We aim to test the real-world usefulness and acceptability (to patients and clinicians) of a package of diagnostic tests in people with mild cognitive impairment. Our objective is to prove that such a package can be used across the NHS. We will examine whether it would be cost effective for the NHS to roll this out across memory assessment services nationally, and whether we can even further reduce the MRI scanning duration to make the experience even easier for people with MCI.

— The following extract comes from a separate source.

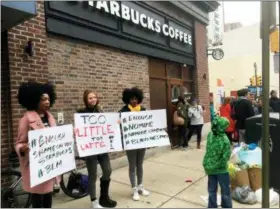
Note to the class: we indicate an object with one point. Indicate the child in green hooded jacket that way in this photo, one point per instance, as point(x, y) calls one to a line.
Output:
point(215, 163)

The scientific developments in blood-based biomarkers have meant we are now pursuing up-to-date, cost effective tests which avoid the bottlenecks created in the NHS by the COVID19 pandemic. We therefore propose a study using high resolution MRI scanners in Manchester and Cambridge to demonstrate the clinical feasibility of a novel “All-in-One” diagnostic package. This will use combined blood markers, pen and paper tests and MRI scans to deliver standardised, blood-based estimates of brain Amyloid and Tau deposition and neuronal damage in MCI. Previous research studies often excluded patients with significant vascular risk factors, such as hypertension and diabetes, which are common in patients with MCI. These factors are also associated with dementia risk. We will examine whether comprehensive All-in-One assessment, including assessment of neuronal damage due to vascular causes, can deliver the same or better accuracy when predicting who goes on to develop dementia.

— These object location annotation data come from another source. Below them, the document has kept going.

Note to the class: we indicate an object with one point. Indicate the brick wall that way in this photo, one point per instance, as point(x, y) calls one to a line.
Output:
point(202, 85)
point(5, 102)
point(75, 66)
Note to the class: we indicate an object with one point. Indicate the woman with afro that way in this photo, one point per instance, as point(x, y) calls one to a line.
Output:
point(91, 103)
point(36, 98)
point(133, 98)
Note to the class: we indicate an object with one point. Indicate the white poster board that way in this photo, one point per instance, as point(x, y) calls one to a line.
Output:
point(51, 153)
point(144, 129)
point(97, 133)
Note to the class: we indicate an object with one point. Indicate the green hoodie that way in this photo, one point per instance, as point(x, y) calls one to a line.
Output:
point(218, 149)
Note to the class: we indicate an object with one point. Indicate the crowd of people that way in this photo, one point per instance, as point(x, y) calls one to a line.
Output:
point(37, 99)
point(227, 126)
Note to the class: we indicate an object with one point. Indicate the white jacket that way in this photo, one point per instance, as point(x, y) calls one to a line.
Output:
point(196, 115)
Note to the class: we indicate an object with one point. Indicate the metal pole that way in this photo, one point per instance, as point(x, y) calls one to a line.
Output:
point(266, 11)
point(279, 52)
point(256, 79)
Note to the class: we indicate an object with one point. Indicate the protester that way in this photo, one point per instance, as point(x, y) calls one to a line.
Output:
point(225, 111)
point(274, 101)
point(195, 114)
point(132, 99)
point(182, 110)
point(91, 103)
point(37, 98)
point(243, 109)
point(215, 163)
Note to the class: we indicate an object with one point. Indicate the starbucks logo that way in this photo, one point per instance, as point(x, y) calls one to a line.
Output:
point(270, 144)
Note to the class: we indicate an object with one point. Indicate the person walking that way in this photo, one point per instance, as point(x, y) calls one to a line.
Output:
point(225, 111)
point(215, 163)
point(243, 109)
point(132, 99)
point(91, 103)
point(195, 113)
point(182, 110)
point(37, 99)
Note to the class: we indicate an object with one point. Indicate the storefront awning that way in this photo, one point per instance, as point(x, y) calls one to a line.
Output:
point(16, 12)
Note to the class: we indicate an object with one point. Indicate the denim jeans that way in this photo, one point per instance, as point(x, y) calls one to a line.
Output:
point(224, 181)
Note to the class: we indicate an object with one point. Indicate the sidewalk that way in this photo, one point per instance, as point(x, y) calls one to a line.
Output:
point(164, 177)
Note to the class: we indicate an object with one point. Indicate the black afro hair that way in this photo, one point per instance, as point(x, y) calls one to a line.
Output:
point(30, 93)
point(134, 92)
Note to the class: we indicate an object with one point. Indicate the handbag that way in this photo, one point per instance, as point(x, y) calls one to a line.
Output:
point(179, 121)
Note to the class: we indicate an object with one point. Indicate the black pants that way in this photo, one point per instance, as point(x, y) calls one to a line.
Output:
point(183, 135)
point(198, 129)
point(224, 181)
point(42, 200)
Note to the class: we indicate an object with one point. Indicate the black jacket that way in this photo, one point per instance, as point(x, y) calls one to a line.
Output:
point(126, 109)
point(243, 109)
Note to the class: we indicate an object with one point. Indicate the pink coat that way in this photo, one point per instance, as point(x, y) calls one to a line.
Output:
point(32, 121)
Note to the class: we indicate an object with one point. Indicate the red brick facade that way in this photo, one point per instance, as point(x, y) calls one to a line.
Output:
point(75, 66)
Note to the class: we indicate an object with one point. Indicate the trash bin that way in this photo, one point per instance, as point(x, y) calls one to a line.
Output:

Is PET scanning still useful?
PET scans use a radioactive tracer which sticks to harmful proteins in the brain. PET scans still represent the gold standard for the diagnosis of Alzheimer disease in the brain during life. However, in the last 3 years much more research has focused on using PET markers sensitive to Tau, the protein inside brain cells, rather than Amyloid which coats the outside. This is because Tau is 1) more specific to Alzheimer’s disease, 2) does not increase in normal ageing and 3) is a better predictor of cognitive decline. However, PET scans remain extremely expensive, and Tau tracers do not currently have a clinical license in the UK. Tracer supply is precarious and relies on a just-in-time supply chain with expensive tracers, sometimes supplied from abroad. While PET scanning remains an important research tool, over the last 3 years it has become much less likely that it will be used in routine AD diagnosis in the future. The backlog in cancer diagnoses requiring PET scans which has been caused by COVID19 is also likely to make this investigation much less available.

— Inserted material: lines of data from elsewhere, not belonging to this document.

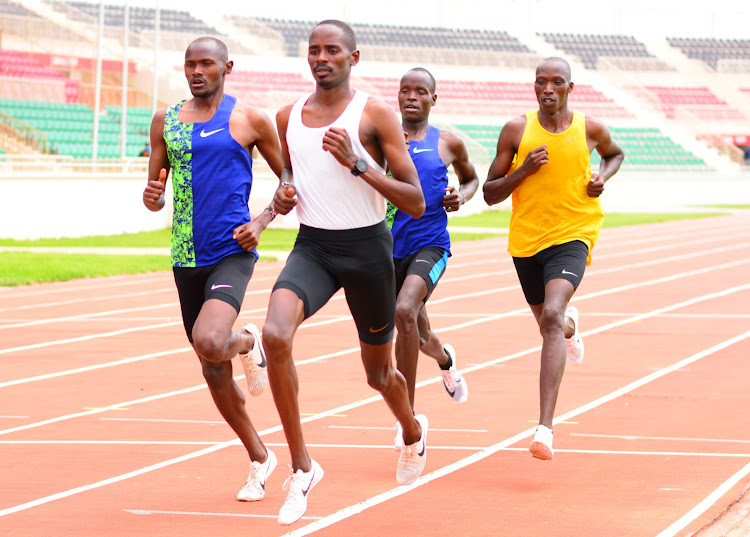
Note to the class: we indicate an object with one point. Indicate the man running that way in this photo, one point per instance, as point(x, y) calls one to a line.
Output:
point(421, 247)
point(207, 142)
point(335, 143)
point(543, 160)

Is MRI scanning still useful?
We still use MRI scans to examine the structure of the brain [see figure 1]. This remains important because of the high rate of cognitive problems caused by cerebrovascular disease which is only evident on MRI. MRI can provide us with measures of the volume of different segments of the brain, and how well the brain areas are connected, a technique called “diffusion imaging”. MRI scanners are widely available, which means that for the foreseeable future MRI scans will be a routine part of clinical diagnosis, especially at the earliest stages of disease. One of our aims is to use the high-quality information we will get from blood markers to develop new techniques in MRI scanning and image analysis. This will help make the best use of this already-existing, widespread, (and relatively cheap) technology. More recent advances in MRI technology like Arterial Spin Labelling (ASL) can tell us about the brain’s blood flow, and may be able to mimic some of the aspects of FDG PET scans. Arterial Spin Labelling [see figure 2] tracks the water in the blood as it circulates in the brain by briefly magnetising it first. An image is then captured after a few microseconds. This image is subtracted from a background image to measure brain blood flow.